Losing Winfrey would be big blow for Second City
CHICAGO, USA – Step outside Oprah Winfrey’s Harpo Studios and into the near west side neighbourhood that’s been home to her television talk show for two decades, and it’s easy to get a sense of what she’s meant to Chicago.
“I used to live across the street from Harpo and when I moved there it was me and cross-dressing crack addicts and Harpo. And now it’s strollers and little white dogs all over,” said Paul O’Connor, whose job has been to sell the city to businesses looking to relocate and those wondering why they should stay.
Along with the upscale condominiums and pricey restaurants that replaced the run-down apartments, abandoned warehouses and vacant storefronts, it’s a sentiment that helps explain just how nervous people in Chicago are about Winfrey’s announcement that next season, the 25th, will be the last for The Oprah Winfrey Show.
“Chicago’s going to find out that she’s a real engine to hotel rooms, flowers, limo drivers, you name it,” said Joel Nickson, who owns Wishbone restaurant just down the street. “Even when she’s not doing the show, we see people all the time taking cabs out here, taking pictures in front of the place.”

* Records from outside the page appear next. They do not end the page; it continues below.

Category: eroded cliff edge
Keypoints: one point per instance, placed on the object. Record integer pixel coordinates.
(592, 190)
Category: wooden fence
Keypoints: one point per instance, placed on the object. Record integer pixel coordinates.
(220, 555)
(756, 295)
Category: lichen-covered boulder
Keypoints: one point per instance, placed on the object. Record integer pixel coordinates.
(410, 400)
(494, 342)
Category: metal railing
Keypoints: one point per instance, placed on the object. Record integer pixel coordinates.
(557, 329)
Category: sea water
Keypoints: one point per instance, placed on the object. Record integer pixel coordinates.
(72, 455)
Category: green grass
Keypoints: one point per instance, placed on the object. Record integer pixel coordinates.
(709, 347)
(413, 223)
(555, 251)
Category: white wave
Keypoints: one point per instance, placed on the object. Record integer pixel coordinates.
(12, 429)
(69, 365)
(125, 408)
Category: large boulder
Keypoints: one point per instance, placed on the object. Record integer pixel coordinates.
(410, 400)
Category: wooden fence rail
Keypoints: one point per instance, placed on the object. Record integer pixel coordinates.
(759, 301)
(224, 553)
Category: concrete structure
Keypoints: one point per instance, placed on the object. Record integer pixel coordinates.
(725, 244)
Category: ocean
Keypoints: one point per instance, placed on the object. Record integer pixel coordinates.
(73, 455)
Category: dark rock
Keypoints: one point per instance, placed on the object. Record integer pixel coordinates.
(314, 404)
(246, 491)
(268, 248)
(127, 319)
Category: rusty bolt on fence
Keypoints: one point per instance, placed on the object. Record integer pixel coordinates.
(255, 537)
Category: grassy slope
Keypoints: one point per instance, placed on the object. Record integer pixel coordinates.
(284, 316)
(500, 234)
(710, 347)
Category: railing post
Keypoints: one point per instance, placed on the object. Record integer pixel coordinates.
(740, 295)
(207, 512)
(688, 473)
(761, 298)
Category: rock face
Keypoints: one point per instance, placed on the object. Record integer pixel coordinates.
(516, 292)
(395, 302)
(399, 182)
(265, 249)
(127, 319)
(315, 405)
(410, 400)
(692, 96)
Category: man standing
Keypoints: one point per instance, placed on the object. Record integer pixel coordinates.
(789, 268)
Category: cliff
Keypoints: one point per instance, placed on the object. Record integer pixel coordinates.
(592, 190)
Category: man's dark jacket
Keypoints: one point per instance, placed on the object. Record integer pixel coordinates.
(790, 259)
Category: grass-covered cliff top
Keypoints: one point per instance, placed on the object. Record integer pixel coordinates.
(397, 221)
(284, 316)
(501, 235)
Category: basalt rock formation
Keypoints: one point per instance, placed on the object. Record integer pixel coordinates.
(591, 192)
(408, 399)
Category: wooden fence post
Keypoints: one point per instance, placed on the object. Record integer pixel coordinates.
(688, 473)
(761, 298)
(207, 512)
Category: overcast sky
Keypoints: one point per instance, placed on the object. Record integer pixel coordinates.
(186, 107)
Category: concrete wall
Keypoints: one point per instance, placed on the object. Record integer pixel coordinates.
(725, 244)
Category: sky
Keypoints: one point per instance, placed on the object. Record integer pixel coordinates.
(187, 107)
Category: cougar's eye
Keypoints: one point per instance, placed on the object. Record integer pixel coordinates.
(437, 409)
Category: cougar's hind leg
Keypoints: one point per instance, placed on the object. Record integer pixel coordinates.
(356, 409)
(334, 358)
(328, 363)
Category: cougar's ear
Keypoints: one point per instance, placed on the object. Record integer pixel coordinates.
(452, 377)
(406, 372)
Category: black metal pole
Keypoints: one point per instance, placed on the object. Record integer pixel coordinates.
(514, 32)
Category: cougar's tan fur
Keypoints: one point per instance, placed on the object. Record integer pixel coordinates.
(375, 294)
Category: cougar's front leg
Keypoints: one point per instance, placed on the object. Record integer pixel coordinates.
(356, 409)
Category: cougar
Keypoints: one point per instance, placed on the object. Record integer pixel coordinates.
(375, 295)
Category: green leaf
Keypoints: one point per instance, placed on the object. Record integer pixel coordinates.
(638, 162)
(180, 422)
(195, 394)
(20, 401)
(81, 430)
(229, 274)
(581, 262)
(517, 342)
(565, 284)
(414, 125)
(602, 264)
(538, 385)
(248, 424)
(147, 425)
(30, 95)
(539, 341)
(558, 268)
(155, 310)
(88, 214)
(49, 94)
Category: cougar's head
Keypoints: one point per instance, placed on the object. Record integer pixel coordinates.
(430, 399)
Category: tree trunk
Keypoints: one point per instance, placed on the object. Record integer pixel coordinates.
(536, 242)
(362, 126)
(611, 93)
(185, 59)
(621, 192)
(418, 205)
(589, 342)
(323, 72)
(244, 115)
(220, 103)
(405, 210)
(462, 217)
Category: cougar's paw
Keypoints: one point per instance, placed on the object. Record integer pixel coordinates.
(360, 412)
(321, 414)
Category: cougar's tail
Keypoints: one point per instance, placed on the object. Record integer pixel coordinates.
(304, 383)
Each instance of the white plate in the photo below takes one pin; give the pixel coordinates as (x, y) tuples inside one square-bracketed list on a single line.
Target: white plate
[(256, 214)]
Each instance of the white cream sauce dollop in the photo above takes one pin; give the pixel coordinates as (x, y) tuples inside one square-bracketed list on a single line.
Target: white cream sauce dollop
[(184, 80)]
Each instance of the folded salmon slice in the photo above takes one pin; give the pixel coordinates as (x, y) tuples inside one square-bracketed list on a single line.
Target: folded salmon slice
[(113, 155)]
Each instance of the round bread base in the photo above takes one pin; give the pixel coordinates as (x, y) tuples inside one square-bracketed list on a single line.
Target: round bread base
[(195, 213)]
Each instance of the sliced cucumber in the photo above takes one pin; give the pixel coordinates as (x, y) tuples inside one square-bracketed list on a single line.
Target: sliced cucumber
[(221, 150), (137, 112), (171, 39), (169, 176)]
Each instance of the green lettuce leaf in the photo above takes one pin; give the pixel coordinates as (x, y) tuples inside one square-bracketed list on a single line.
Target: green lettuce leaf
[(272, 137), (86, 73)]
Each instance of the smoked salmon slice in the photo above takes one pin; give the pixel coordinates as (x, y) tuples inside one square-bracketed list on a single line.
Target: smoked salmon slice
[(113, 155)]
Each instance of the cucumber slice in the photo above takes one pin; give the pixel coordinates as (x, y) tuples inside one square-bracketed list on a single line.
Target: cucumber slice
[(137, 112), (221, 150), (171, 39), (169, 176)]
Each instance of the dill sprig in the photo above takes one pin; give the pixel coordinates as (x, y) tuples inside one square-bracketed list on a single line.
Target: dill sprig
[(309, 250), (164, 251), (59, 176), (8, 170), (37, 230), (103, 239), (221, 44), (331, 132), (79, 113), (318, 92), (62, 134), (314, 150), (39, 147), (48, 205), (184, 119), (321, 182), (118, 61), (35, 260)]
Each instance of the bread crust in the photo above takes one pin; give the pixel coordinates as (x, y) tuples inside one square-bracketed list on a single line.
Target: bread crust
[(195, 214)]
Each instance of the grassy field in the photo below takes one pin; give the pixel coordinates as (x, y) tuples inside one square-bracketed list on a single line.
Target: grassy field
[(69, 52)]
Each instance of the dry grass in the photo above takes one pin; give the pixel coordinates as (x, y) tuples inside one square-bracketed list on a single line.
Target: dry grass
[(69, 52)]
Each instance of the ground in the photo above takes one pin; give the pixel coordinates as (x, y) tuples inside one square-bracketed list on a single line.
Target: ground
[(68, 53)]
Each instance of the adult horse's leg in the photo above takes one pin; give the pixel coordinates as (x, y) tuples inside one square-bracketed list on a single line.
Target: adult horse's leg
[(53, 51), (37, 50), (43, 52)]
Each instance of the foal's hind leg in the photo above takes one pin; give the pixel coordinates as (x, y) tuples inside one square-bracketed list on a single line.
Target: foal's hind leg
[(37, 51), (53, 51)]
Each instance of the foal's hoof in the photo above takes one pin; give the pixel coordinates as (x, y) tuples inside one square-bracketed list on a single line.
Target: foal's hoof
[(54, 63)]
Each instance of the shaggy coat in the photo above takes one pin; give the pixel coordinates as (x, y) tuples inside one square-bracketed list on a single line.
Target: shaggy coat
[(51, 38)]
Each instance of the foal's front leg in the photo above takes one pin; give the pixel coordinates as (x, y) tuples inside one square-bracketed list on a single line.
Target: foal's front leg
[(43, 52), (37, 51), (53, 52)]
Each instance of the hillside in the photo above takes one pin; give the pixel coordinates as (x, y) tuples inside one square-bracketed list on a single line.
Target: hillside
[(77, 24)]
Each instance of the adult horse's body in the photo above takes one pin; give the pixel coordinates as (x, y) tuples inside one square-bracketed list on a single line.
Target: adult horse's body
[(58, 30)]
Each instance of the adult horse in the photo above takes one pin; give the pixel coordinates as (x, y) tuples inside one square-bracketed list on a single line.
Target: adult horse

Media analysts will discuss the millions of viewers worldwide who have eagerly watched Winfrey’s show, tuned into others she told them to watch and read books she told them to read. The story in Chicago will be what she’s meant to Chicago.
It’s a story that starts in the neighbourhood that people visited just to see her show – then they’d go off to explore the rest of the city. It’s from the neighbourhood that Winfrey bragged about Chicago, reminding all those who knew she could take her show just about anywhere that she wanted to be right here.
“Isn’t this the most fabulous city in the world?” Winfrey yelled to more than 20,000 fans who crowded Chicago’s Magnificent Mile in September for the taping of this season’s premiere.
Without Winfrey, some wonder.
“She is part of the cultural infrastructure which provides a rich intellectual and cultural life to the city and that is absolutely critical for corporate decision making,” said O’Connor, who now works for the Chicago Metropolis 2020 civic group after leaving World Business Chicago, a not-for-profit economic development corporation that worked to attract and keep businesses in Chicago.